As described above, according to the present invention, the voltage holding capacitor, the charge control resistor for determining the charge current of the capacitor, and the discharge control resistor for determining the discharge current of the capacitor are provided. By providing a runaway protection circuit between at least one of the transmitting element and the receiving element and the reset terminal of the microcomputer, if the low level output continues to be output to the communication path, the runaway protection circuit resets the microcomputer and It is possible to provide a communication device with a reset function that can easily recover from an abnormality in a communication path by returning the communication path.

[Brief description of drawings]

FIG. 1 is a block diagram showing a communication device with a reset function according to a first embodiment of the present invention.

FIG. 2 is a circuit diagram showing a runaway protection circuit used in the communication device.

FIG. 3 is an operation explanatory diagram of the runaway protection circuit.

FIG. 4 is a block diagram showing a communication device with a reset function according to a second embodiment of the present invention.

FIG. 5 is a block diagram showing a communication device with a reset function according to a third embodiment of the present invention.

FIG. 6 is a block diagram showing a conventional two-wire communication system.

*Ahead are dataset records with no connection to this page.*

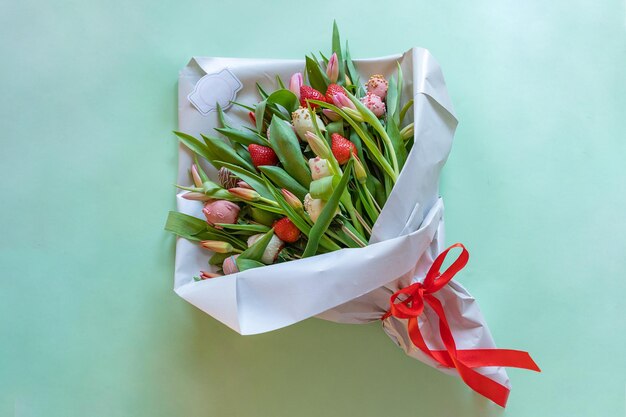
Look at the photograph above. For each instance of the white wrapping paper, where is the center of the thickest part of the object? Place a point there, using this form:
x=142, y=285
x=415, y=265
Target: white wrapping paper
x=350, y=285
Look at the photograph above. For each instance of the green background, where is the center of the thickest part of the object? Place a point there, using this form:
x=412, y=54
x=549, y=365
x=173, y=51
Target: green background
x=89, y=324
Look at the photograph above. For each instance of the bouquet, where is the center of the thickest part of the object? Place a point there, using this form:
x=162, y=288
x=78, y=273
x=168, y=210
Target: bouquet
x=318, y=197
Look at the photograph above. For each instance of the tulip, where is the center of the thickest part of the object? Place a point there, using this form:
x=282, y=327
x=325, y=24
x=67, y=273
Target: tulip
x=318, y=145
x=245, y=193
x=342, y=101
x=291, y=199
x=295, y=83
x=252, y=117
x=243, y=184
x=217, y=246
x=314, y=206
x=377, y=85
x=374, y=103
x=221, y=211
x=353, y=114
x=331, y=115
x=196, y=196
x=332, y=69
x=407, y=131
x=208, y=275
x=229, y=266
x=226, y=178
x=320, y=168
x=196, y=176
x=303, y=123
x=272, y=249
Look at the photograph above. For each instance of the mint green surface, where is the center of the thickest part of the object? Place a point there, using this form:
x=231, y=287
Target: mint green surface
x=89, y=324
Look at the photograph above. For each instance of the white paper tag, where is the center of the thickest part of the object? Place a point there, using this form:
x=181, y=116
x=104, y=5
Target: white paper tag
x=219, y=87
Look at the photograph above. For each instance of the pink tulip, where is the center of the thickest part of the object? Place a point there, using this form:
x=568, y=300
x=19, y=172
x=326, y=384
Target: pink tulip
x=341, y=100
x=331, y=115
x=229, y=266
x=377, y=85
x=221, y=211
x=374, y=103
x=332, y=69
x=295, y=83
x=208, y=275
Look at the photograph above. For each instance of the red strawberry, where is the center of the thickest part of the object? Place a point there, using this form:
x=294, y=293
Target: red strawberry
x=332, y=90
x=286, y=230
x=262, y=155
x=342, y=148
x=310, y=93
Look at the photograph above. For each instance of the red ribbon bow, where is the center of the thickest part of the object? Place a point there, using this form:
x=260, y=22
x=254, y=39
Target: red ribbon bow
x=464, y=360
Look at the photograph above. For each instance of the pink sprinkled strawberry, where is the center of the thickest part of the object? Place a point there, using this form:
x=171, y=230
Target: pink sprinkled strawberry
x=310, y=93
x=332, y=90
x=286, y=230
x=342, y=148
x=262, y=155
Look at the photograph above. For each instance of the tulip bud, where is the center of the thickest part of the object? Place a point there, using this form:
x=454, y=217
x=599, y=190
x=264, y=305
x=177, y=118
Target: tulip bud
x=243, y=184
x=217, y=246
x=332, y=69
x=196, y=176
x=374, y=103
x=208, y=275
x=291, y=199
x=272, y=249
x=245, y=193
x=303, y=123
x=229, y=266
x=221, y=211
x=359, y=170
x=318, y=145
x=407, y=131
x=314, y=207
x=331, y=115
x=196, y=196
x=377, y=85
x=320, y=168
x=353, y=114
x=226, y=178
x=295, y=83
x=252, y=117
x=342, y=101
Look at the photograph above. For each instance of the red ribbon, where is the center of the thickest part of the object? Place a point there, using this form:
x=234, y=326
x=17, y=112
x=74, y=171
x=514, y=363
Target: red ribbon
x=464, y=360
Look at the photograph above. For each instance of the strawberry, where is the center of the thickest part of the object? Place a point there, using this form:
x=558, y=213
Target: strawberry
x=286, y=230
x=262, y=155
x=310, y=93
x=332, y=90
x=342, y=148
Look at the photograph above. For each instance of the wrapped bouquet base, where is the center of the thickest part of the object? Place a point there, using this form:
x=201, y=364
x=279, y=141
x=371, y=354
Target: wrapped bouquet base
x=395, y=278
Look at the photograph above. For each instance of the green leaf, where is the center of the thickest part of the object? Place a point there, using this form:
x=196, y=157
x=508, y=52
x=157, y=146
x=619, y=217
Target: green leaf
x=353, y=73
x=225, y=153
x=282, y=179
x=322, y=188
x=337, y=50
x=245, y=264
x=253, y=180
x=286, y=145
x=256, y=228
x=255, y=252
x=327, y=214
x=245, y=137
x=317, y=78
x=398, y=144
x=195, y=145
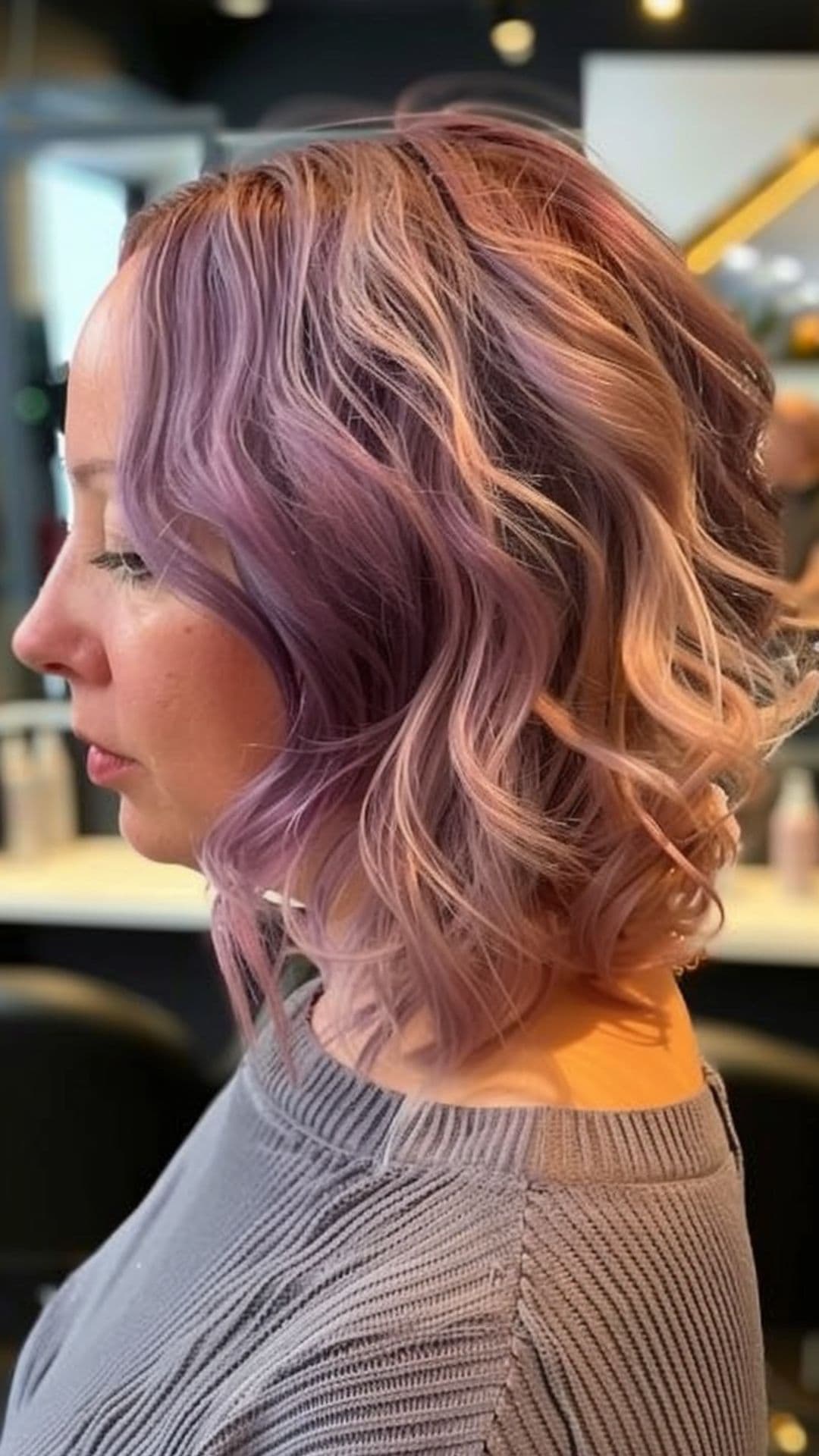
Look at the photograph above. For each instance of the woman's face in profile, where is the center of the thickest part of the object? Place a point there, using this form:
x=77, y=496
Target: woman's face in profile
x=152, y=677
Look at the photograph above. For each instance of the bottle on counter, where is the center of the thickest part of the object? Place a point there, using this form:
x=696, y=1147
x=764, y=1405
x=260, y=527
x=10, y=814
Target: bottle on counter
x=20, y=786
x=793, y=832
x=60, y=810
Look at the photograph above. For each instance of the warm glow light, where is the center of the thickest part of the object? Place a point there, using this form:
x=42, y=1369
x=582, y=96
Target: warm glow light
x=242, y=9
x=749, y=218
x=513, y=41
x=662, y=9
x=787, y=1433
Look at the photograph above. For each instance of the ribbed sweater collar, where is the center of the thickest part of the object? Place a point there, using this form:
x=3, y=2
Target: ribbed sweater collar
x=334, y=1106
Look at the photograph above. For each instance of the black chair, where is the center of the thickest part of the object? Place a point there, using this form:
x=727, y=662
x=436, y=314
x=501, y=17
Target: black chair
x=98, y=1088
x=773, y=1088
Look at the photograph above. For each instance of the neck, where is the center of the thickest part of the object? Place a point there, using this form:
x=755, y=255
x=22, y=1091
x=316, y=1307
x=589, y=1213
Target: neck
x=577, y=1044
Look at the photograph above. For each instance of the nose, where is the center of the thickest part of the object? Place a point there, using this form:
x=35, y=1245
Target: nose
x=53, y=638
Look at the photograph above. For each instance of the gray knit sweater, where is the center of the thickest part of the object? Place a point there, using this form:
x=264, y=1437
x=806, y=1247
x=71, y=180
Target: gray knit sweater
x=331, y=1270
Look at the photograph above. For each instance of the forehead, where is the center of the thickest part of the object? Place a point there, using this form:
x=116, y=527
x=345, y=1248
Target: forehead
x=95, y=383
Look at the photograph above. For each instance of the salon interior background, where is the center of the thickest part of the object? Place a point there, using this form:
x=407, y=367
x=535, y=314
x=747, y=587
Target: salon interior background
x=290, y=60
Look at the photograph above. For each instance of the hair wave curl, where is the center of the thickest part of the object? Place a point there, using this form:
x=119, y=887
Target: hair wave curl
x=488, y=463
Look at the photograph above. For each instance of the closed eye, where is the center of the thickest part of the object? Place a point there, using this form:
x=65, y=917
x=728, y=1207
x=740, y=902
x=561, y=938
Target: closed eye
x=126, y=563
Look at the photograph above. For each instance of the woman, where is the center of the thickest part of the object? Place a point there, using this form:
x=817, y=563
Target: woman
x=423, y=571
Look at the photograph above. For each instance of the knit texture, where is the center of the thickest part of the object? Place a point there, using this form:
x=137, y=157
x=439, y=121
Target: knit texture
x=335, y=1270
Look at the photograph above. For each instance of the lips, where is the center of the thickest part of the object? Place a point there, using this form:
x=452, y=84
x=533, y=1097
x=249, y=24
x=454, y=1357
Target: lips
x=95, y=743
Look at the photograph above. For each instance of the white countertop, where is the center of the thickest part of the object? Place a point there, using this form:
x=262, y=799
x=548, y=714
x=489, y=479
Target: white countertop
x=101, y=881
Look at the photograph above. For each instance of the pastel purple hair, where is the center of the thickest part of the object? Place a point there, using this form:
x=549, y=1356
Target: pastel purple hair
x=488, y=463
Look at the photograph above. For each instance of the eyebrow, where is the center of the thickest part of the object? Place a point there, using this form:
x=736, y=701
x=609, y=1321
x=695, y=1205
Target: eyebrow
x=85, y=472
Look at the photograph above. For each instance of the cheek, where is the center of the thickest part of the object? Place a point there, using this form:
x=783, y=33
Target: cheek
x=224, y=707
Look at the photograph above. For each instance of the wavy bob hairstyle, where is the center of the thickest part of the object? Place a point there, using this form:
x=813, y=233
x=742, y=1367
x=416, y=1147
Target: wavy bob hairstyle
x=488, y=463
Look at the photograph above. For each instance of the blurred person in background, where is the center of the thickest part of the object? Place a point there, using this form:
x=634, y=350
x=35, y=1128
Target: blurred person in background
x=411, y=475
x=792, y=459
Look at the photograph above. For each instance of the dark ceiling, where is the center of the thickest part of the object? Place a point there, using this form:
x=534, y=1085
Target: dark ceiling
x=371, y=50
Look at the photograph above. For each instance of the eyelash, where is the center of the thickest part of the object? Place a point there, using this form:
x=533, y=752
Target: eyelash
x=114, y=561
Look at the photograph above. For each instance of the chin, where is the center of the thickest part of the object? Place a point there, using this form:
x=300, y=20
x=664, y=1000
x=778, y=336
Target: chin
x=165, y=843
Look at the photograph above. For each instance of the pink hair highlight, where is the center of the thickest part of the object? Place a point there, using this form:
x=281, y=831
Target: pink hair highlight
x=487, y=460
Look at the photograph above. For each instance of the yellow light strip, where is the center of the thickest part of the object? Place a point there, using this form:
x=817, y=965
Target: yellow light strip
x=757, y=212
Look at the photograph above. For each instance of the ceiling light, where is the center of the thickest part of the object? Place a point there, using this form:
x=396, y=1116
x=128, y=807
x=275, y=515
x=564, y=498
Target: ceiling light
x=242, y=9
x=784, y=270
x=662, y=9
x=741, y=258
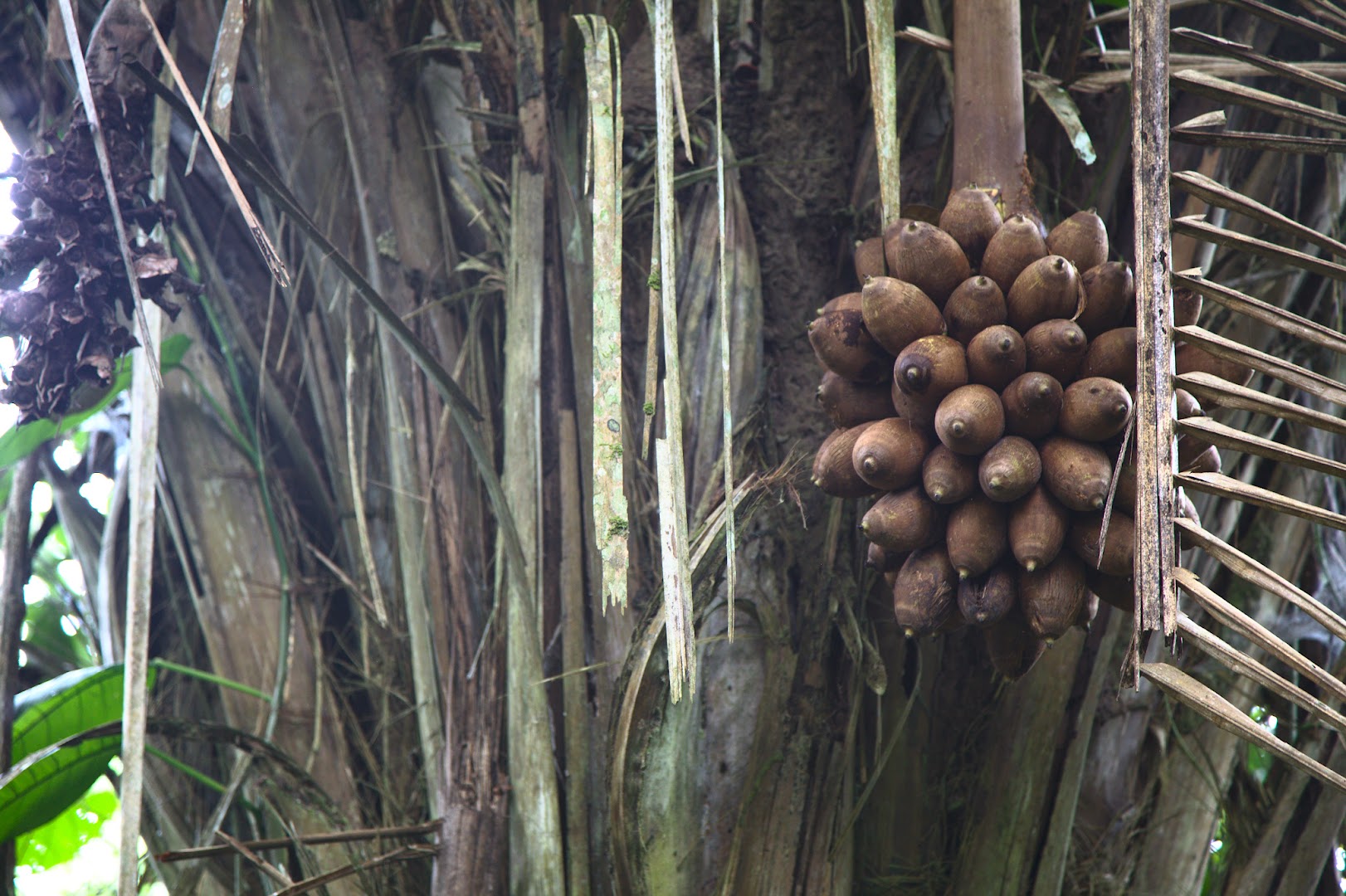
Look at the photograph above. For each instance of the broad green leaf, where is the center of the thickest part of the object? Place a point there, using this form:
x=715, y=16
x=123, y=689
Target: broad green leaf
x=22, y=441
x=58, y=841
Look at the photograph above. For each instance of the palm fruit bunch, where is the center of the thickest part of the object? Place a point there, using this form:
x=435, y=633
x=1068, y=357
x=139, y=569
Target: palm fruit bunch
x=66, y=324
x=982, y=383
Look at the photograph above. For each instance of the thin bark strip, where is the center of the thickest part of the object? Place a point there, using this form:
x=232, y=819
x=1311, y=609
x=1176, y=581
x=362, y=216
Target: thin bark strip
x=536, y=859
x=1155, y=548
x=144, y=448
x=677, y=591
x=883, y=92
x=988, y=101
x=610, y=514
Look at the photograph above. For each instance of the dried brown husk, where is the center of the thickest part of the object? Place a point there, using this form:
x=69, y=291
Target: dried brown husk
x=897, y=314
x=1045, y=290
x=975, y=304
x=1032, y=405
x=1057, y=348
x=1095, y=409
x=997, y=357
x=1079, y=474
x=889, y=454
x=1010, y=470
x=969, y=420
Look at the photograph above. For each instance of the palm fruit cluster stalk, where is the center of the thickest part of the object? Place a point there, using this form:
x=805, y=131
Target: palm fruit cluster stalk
x=67, y=324
x=982, y=385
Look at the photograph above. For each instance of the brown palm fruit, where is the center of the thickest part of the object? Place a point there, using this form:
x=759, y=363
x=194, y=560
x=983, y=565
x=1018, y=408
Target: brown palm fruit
x=889, y=454
x=1045, y=290
x=1124, y=497
x=1119, y=552
x=847, y=348
x=1186, y=307
x=928, y=370
x=1189, y=358
x=925, y=592
x=1057, y=348
x=1036, y=529
x=1186, y=405
x=1114, y=590
x=1112, y=354
x=928, y=257
x=883, y=562
x=1050, y=597
x=997, y=355
x=1095, y=409
x=975, y=304
x=848, y=404
x=832, y=469
x=987, y=599
x=869, y=259
x=976, y=536
x=1017, y=245
x=1077, y=474
x=1032, y=405
x=1010, y=470
x=1088, y=611
x=1109, y=298
x=969, y=420
x=1186, y=510
x=846, y=302
x=1014, y=649
x=904, y=521
x=947, y=476
x=897, y=314
x=971, y=218
x=1082, y=238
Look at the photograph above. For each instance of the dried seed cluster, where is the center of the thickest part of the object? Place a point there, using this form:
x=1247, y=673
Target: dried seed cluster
x=982, y=382
x=67, y=324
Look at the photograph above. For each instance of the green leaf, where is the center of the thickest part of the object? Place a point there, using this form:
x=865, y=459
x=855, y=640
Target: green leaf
x=23, y=441
x=58, y=841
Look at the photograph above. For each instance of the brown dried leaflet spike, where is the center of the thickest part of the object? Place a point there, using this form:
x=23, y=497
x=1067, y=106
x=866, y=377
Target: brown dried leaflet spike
x=925, y=592
x=1015, y=246
x=1045, y=290
x=1038, y=529
x=1079, y=474
x=969, y=420
x=928, y=257
x=976, y=536
x=987, y=599
x=847, y=348
x=1014, y=649
x=997, y=355
x=971, y=218
x=897, y=314
x=976, y=304
x=1095, y=409
x=832, y=469
x=869, y=259
x=1032, y=405
x=850, y=404
x=1010, y=470
x=928, y=370
x=1082, y=238
x=1118, y=554
x=1057, y=348
x=948, y=478
x=1109, y=298
x=1114, y=355
x=1051, y=597
x=904, y=521
x=889, y=454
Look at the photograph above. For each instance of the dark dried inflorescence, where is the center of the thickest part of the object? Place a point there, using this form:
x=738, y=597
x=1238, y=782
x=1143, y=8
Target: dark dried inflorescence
x=67, y=324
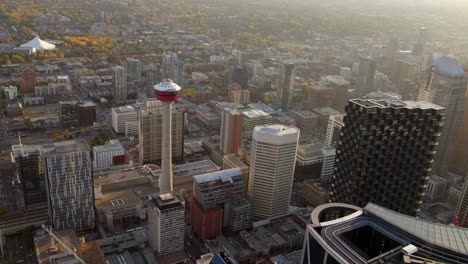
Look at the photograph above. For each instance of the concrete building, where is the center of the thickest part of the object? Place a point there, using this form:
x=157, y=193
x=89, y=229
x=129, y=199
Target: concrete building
x=121, y=115
x=320, y=95
x=150, y=137
x=358, y=235
x=459, y=161
x=366, y=76
x=272, y=170
x=208, y=118
x=232, y=161
x=119, y=84
x=77, y=113
x=241, y=97
x=306, y=121
x=105, y=156
x=436, y=188
x=253, y=118
x=28, y=81
x=218, y=202
x=315, y=193
x=334, y=126
x=133, y=69
x=314, y=161
x=444, y=84
x=231, y=131
x=166, y=223
x=154, y=77
x=285, y=86
x=29, y=164
x=324, y=114
x=462, y=208
x=397, y=153
x=69, y=181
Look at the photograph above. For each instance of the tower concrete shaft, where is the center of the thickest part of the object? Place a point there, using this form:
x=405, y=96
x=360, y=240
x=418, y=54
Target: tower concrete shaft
x=165, y=180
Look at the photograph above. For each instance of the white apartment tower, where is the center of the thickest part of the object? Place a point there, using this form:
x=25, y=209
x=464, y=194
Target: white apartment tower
x=121, y=115
x=69, y=182
x=272, y=170
x=166, y=223
x=103, y=156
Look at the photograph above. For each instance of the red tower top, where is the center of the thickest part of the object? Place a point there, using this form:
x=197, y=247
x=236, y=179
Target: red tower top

FIG. 7 is a block diagram showing a conventional communication device.

[Explanation of symbols]

 1 Microcomputer 2 Transmitting Element 3 Receiving Element 4, 4'Runaway Protection Circuit 41 Charge Control Resistor 42 Capacitor 43 Discharge Control Resistor 44 Current Limiting Resistor 45 Zener Diode 46, 47 Diode

Claims (3)

[Claims] 1. A communication device comprising a transmission terminal connected to a data output terminal of a microcomputer and a reception terminal connected to a data input terminal of the microcomputer, wherein a voltage holding capacitor and a charging current of the capacitor are provided. A communication device with a reset function, wherein a runaway protection circuit including a charge control resistor that determines the discharge current and a discharge control resistor that determines the discharge current of the capacitor is provided between the transmission element and the reset terminal of the microcomputer. 2. The communication device with a reset function according to claim 1, further comprising a runaway protection circuit provided between the receiving element and the reset terminal of the microcomputer. 3. The communication device with a reset function according to claim 1, wherein a runaway protection circuit is provided between the transmitting element and the reset terminal of the microcomputer and between the receiving element and the reset terminal of the microcomputer.